South Africa argued that the proclamation would help efforts to reach a settlement as its representative opened the second day of hearings at the court in the Hague.

Vusimuzi Madonsela, South Africa’s ambassador to the Netherlands told the judges that “a clear legal characterization of the nature of Israel’s regime over the Palestinian people can only assist in remedying the ongoing delay and achieving a just settlement.”

Palestinian delegates asked the U.N.’s top court on Monday to declare Israel’s occupation of their territory illegal, adding that the advisory opinion of the court might help bring about a durable peace and a two-state solution.

Israel sent a written statement claiming that an advisory opinion would be detrimental to reaching a negotiated settlement with the Palestinians, despite not being present at the hearings.

The most recent wave of violence in Gaza, which was sparked by Hamas’s attacks on Israel on October 7, has exacerbated the region’s long-standing grievances and harmed attempts to find a peaceful solution.

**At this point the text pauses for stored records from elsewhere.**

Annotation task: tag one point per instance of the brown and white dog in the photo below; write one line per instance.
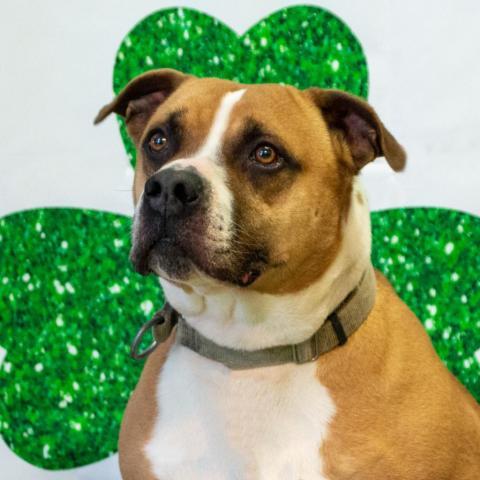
(249, 209)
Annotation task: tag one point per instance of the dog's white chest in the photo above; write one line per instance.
(258, 424)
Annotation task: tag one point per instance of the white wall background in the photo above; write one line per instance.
(56, 61)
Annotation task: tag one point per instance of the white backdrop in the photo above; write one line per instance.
(56, 62)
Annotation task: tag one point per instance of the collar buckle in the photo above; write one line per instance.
(306, 351)
(161, 325)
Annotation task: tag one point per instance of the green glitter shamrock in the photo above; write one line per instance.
(69, 305)
(302, 46)
(69, 301)
(430, 255)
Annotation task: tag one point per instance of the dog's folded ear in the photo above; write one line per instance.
(141, 97)
(358, 125)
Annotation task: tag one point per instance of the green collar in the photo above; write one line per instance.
(334, 331)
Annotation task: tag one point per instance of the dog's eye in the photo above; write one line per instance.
(266, 155)
(157, 142)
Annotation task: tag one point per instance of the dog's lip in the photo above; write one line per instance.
(140, 256)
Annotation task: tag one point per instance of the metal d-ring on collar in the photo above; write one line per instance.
(161, 324)
(342, 322)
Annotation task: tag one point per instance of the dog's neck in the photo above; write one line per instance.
(245, 319)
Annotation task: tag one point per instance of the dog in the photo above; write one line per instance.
(250, 211)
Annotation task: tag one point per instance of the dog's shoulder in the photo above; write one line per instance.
(138, 419)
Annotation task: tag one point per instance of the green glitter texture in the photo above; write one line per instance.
(69, 306)
(430, 256)
(302, 46)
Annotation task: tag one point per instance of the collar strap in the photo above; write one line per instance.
(334, 331)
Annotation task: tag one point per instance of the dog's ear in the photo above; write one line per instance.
(141, 97)
(357, 124)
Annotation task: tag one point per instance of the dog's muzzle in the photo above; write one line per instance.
(173, 193)
(172, 207)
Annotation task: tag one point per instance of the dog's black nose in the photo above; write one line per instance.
(174, 192)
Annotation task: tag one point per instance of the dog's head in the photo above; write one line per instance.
(244, 184)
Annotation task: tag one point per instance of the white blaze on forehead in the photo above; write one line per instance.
(212, 144)
(206, 161)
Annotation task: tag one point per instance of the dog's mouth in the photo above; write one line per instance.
(176, 260)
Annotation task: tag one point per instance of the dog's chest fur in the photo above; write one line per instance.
(262, 424)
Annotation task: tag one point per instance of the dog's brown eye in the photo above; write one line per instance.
(266, 155)
(157, 142)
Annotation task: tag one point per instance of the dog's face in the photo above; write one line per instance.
(244, 184)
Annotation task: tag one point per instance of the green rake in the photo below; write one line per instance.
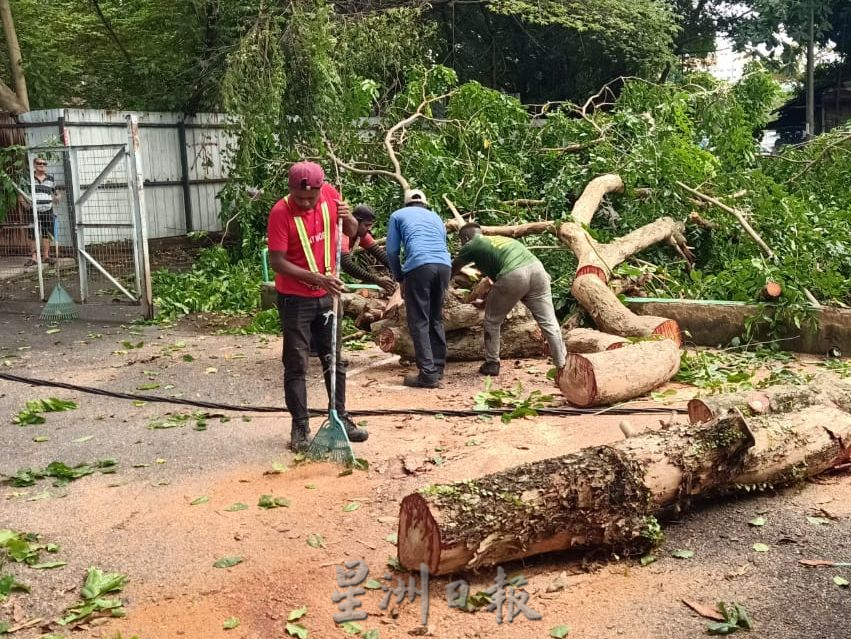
(60, 306)
(331, 441)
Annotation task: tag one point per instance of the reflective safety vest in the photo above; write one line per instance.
(305, 240)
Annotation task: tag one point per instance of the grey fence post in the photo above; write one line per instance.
(140, 219)
(184, 175)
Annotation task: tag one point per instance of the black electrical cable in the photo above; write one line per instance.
(616, 410)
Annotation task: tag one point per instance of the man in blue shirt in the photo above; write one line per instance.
(424, 278)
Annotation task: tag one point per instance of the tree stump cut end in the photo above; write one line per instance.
(590, 269)
(582, 388)
(699, 412)
(386, 339)
(418, 536)
(669, 329)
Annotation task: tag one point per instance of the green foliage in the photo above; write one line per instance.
(731, 371)
(61, 472)
(214, 283)
(510, 398)
(97, 584)
(735, 618)
(31, 413)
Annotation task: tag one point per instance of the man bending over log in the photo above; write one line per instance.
(366, 218)
(518, 276)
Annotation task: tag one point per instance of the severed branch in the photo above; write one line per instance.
(523, 202)
(573, 148)
(735, 213)
(816, 159)
(396, 173)
(748, 229)
(458, 220)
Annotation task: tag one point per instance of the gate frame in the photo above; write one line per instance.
(130, 152)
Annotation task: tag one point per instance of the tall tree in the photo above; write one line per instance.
(808, 23)
(16, 101)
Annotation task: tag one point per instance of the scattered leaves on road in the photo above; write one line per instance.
(227, 562)
(230, 623)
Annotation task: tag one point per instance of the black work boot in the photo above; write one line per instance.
(300, 435)
(489, 368)
(421, 380)
(354, 433)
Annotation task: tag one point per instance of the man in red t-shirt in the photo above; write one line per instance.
(303, 252)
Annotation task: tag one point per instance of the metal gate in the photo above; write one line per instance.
(98, 246)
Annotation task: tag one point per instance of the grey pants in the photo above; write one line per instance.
(529, 284)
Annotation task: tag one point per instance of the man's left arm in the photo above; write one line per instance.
(350, 224)
(372, 247)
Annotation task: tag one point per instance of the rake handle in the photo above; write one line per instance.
(335, 304)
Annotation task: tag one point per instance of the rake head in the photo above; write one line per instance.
(59, 307)
(331, 442)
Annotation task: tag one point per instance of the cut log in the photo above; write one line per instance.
(611, 316)
(518, 339)
(363, 309)
(587, 340)
(599, 379)
(823, 389)
(608, 495)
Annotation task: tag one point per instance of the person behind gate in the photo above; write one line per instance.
(518, 276)
(302, 233)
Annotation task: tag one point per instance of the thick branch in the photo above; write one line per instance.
(349, 167)
(663, 229)
(589, 201)
(458, 220)
(15, 63)
(573, 148)
(9, 100)
(736, 213)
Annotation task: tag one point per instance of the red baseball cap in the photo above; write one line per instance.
(306, 175)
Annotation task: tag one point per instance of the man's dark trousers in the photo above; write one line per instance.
(425, 288)
(301, 317)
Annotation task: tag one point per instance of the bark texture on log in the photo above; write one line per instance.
(613, 317)
(519, 339)
(608, 377)
(823, 389)
(587, 340)
(607, 495)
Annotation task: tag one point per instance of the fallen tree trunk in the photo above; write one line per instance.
(613, 317)
(776, 399)
(607, 495)
(587, 340)
(608, 377)
(518, 339)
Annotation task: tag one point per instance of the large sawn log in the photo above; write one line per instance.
(608, 377)
(520, 338)
(608, 495)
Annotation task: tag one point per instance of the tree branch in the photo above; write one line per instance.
(735, 213)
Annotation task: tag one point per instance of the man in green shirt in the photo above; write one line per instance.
(518, 276)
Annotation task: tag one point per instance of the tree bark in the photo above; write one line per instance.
(586, 340)
(776, 399)
(608, 377)
(22, 101)
(519, 338)
(607, 495)
(613, 317)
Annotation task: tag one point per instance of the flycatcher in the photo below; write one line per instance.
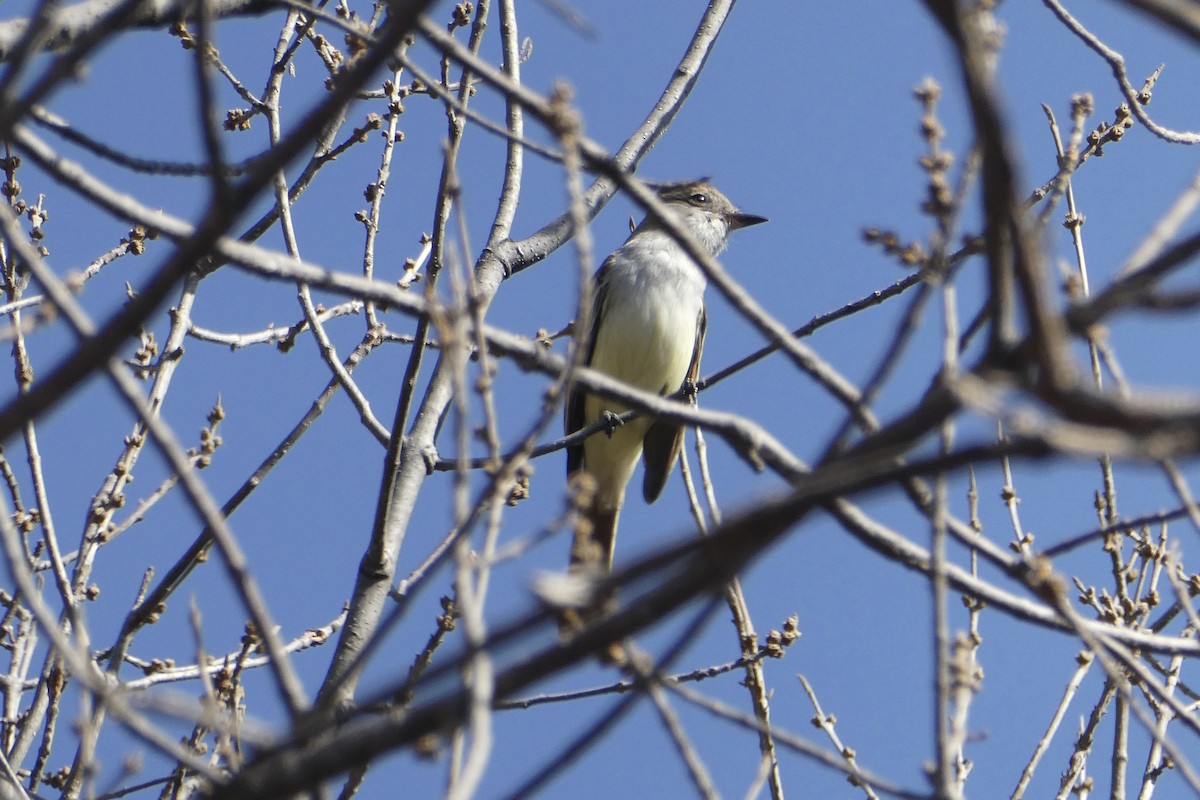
(647, 330)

The ICJ’s fifteen-member panel was tasked with “occupation, settlement and annexation … including measures aimed at altering the demographic composition, character and status of the Holy City of Jerusalem, and from its adoption of related discriminatory legislation and measures.”

It is anticipated that the judges will take about half a year to respond to the request, which also asks them to evaluate the implications of the occupation’s legal standing.